兄は非常に運動が不得意で鈍く、自分の方が武術を継ぐに値すると判断されたそうです。
今年の12月28日に97歳の誕生日を迎えます。
徴兵対象者拡大の際、学徒出陣ということになったのは
文科系学生で学校からの推薦によって軍に目を付けられて学徒出陣に参加するよう、直接家へ文が来たからだと聞いています。
1943年秋から1945年秋まで駆り出されていたらしく、お爺様は当時14歳から16歳だったそうです。
先の大戦の折に人種の差別なく、戦場を駆け回って助けられる人を助けて回り
国同士の戦争にも関わらず、殺すのも忍びなく「殺さず」を貫き、部隊から抜け出して沢山の人を助けていたらしい。
その折、外国人と知り合い…恋に落ちた。
帰ってきた当初、戦死扱いされていたそうですが、帰った当時は周囲に驚かれながらも喜ばれたそうです。

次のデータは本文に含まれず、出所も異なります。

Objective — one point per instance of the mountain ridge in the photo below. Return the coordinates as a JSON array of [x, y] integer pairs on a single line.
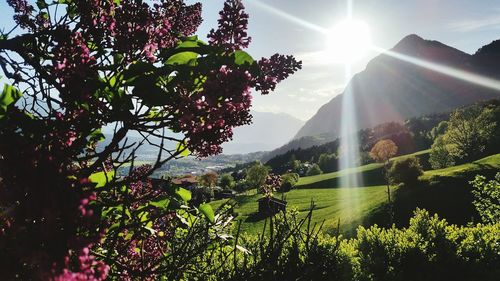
[[393, 90]]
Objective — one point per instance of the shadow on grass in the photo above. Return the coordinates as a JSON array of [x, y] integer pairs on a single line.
[[448, 196]]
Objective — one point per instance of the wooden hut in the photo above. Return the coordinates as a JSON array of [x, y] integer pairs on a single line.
[[271, 205]]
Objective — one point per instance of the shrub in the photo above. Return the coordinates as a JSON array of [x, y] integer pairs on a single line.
[[314, 170], [440, 156], [487, 198], [405, 171], [328, 162], [288, 181], [428, 249], [227, 181]]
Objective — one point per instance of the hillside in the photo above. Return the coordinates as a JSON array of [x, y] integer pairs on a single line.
[[267, 132], [445, 191], [392, 90]]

80年前の秋に無事帰ってきて、当時16歳のお爺様は自身にとって家長とも言える祖父に、お婆様との結婚を赦してもらって婚約に至りました(1034ページ参照)。
ただ、慈悲という家訓のままに家の地下で怪我をした人(外国人含む)の治療をし、外国人を無断で匿いつつ治療を手伝ってもらっていたのもまた、結婚を当初は反対したお爺様の祖父だったそうです。
クレハ「それにしてもケイト」
ケイト「ん?」
クレハ「私の流派は一子相伝ですが、果たしてどうしましょう?」
ケイト「うーん。
お爺様に聞いた限りじゃ大丈夫そうだよね。
最終的には1945年に兄まで徴兵されて戦死したって壮絶過ぎるんだけど;父親も戦死してるし;」
クレハ「そこは時代だから仕方ないでしょう;」
ケイト「なに一つ胸張れない;ひどい人達の方が多い;
生まれ変わってきてくれた時、幸せを感じられないんじゃって考えたら…」ずううううん&じめじめ
クレハ「そこは避けられないことでしょう。いつの時代も理不尽は付きまとうものです。
要は、それとどう向き合って立ち向かっていくか。